McConnell, 22 Republicans Join Democrats To Pass Spending Bill

Senate Minority Leader Mitch McConnell (R-KY) led 21 other Republicans on Thursday to support a continuing resolution to provide stop-gap funding for the federal government while lawmakers try to finalize a larger spending package.

Only 19 Republicans opposed the resolution, while nine did not vote.

McConnell told the Washington Post that it was the final extension he would support. That means Congress must agree on the larger deal within seven days or present a shorter-term compromise.

The Minority Leader said on the Senate floor Wednesday that if a full-year bill without “poison pills” has bipartisan support, he will back it.

The agreement and push for quick acceptance of a broader package created internal conflict within the Republican Party.

House Minority Leader Kevin McCarthy (R-CA) pushed back at the effort to ram the omnibus spending measure through by Christmas. The California representative told Fox News on Tuesday that the GOP could save nearly $100 billion in taxpayer funds by waiting on Republican control in January.

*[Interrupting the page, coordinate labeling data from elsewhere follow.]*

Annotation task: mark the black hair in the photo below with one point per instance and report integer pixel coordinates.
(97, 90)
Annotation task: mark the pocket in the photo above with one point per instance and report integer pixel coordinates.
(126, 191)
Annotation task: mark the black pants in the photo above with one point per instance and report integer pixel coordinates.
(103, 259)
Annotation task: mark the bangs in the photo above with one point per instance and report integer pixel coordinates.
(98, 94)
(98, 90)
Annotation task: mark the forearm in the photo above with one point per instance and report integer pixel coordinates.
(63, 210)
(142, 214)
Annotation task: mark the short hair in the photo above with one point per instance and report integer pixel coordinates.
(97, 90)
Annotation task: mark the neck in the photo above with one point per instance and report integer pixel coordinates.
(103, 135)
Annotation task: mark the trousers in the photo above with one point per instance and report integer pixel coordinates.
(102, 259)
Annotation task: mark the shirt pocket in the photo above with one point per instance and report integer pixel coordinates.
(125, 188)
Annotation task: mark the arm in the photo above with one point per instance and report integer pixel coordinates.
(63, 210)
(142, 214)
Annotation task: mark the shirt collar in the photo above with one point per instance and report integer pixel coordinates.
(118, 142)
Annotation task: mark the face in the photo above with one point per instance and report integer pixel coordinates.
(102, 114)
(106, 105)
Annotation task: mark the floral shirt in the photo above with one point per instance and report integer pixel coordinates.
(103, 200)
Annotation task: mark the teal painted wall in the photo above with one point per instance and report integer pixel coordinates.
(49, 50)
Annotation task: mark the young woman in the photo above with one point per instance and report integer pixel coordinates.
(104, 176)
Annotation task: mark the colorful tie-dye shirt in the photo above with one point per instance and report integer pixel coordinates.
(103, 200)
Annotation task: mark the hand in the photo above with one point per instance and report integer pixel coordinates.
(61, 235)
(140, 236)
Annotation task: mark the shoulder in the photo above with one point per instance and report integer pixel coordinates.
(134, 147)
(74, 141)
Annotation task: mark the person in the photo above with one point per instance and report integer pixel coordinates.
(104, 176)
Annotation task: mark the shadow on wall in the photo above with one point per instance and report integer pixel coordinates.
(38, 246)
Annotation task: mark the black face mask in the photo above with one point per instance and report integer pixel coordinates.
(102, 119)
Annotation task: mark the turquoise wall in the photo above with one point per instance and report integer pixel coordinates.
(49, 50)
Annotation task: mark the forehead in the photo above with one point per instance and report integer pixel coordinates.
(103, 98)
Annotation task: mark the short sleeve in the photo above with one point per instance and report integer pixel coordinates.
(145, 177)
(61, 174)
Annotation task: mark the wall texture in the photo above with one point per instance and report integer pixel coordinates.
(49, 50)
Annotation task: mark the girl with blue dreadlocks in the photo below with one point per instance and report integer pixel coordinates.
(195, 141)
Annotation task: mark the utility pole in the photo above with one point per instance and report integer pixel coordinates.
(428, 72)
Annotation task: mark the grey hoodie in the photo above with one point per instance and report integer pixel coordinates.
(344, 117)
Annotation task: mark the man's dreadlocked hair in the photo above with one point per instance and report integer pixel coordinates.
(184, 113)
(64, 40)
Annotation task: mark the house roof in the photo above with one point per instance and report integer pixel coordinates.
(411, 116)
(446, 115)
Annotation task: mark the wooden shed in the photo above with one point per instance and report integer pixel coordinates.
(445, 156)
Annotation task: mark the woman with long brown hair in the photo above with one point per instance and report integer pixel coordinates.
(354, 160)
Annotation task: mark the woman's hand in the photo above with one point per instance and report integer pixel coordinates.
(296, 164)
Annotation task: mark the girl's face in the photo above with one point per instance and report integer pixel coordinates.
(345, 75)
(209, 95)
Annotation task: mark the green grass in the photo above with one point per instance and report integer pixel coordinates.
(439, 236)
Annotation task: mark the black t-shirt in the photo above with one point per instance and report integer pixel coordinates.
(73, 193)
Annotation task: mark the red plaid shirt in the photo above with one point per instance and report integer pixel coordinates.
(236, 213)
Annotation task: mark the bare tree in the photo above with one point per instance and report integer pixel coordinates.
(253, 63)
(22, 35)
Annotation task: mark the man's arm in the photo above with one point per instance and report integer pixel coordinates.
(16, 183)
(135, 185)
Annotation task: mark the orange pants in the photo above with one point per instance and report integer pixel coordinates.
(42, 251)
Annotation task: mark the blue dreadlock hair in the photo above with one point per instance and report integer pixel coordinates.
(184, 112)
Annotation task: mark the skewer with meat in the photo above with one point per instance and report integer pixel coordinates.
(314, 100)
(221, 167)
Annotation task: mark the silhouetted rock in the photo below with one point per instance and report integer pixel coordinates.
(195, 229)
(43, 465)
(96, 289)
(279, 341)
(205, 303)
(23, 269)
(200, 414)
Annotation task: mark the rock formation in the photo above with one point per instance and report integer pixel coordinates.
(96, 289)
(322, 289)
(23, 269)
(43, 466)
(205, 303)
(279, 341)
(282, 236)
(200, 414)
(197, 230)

He further categorized his colleagues currently negotiating the larger bill as “wrong.”

Republicans are set to enjoy a slim majority in the House after the new year.

McCarthy accused Democrats of “trying to jam us right before Christmas.” He declared that there is a change in power coming shortly, and Republicans with “a stronger hand” could get busy decreasing federal spending.

And Rep. Chip Roy (R-TX) tweeted a video of the congressman indicating that support for negotiations on the massive bill implied a dereliction of duty.

But McConnell’s Senate colleagues argued that McCarthy’s criticisms of their compliance with Democratic budget demands are “not helpful.” Besides the specter of a government shutdown looming, some senators worried that the dustup is a preview of their relationship in the next Congress.

There are some in the Senate who believe that McCarthy is posturing for his bid to become Speaker of the House. Two anonymous senators told The Hill that he wants the bill to succeed because it would be a tough task to negotiate with both his own party conservatives and House Democrats.